"Nothing has ever seemed to be for me, myself. Everything has always pointed to me for others."
Lorenzo paced back and forth. "But it is the women like you who should show the way out of the wilderness and back to the right, instead of attempting to order the chaos while sweeping on with it. If there be a real truth in this new teaching which lays hold of all those who are in earnest so easily and so quickly, its first care should be to demonstrate happiness in the lives of its believers,—not the negative happiness of wide-spread devotion to others, but the positive lessons of joy in the center from which springs—must spring—the next generation of better, wiser men and women, those among whom I expect to live as an old man."
Jane turned her face away, her eyes filled with tears. "You make me feel very small and petty," she said; "you show me a way beyond what I had guessed. But I can't grasp at it; I'm too used to asking nothing for myself. I'm always so sure that God is managing for me. And I have so much to do."
"Perhaps realization that God is managing is all that you need to set right. Perhaps that confidence will bring you all things. Even me." He laughed a little.
"It has brought me all that I needed. Daily bread, daily possibilities of helpfulness,—I don't ask more, except 'more light.'"
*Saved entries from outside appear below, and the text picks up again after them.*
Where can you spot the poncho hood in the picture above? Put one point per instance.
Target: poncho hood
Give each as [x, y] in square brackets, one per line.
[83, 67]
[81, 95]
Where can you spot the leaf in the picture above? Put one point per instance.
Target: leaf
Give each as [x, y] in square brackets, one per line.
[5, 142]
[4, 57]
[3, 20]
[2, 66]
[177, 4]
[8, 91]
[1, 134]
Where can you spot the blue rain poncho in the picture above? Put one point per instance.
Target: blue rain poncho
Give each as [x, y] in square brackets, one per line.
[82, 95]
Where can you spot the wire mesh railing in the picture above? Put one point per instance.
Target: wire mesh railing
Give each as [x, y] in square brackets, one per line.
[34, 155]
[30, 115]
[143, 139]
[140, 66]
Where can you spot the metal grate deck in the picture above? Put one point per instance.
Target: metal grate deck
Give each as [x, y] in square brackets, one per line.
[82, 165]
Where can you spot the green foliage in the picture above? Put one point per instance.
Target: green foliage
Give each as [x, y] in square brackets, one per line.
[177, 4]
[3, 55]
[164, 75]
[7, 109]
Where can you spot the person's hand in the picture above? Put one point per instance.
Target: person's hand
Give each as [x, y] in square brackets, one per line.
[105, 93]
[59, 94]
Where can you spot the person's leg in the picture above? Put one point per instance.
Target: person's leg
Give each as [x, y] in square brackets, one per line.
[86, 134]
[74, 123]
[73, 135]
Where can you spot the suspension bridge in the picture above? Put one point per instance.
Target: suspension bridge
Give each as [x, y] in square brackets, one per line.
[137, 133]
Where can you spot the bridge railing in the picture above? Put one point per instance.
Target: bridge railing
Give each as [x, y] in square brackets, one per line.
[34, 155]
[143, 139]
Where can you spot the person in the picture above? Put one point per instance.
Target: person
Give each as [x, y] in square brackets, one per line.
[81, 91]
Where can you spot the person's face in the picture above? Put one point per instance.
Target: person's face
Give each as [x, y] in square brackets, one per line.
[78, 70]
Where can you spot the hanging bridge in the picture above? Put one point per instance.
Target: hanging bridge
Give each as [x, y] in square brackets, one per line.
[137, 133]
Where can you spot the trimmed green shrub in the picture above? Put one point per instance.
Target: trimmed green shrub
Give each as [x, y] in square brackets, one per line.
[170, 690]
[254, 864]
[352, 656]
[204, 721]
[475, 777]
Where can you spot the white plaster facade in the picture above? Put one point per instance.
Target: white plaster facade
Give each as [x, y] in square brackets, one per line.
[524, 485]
"It sounds a little presumptuous coming from me, but perhaps I can help you towards your end, even as to 'more light.' At any rate, I'll try if you'll let me."
She sat quite still. Finally she lifted up her eyes—and they were beautiful eyes, big and true—and said, the words coming softly forth: "It would be so wonderful."
Lorenzo didn't speak. He felt choked and gasping. To him it was also "so wonderful," as wonderful as if he hadn't lived with it night and day ever since the first minute of knowing her. "I think I'd better go," he said very gently, realizing keenly that he must not press her in this first blush of the new spring-time. "I've 'made my picture' you know, and I won't let it fade, you may be sure. And you must believe in happiness for yourself,—you tell us that the first step is all that counts. Get the seed into the ground then. I'll do the rest."
She sat quite still. "If I could only try," she whispered. He turned quickly away and was gone.
After a dizzy little while she rose and went into the kitchen. Susan was moving briskly about.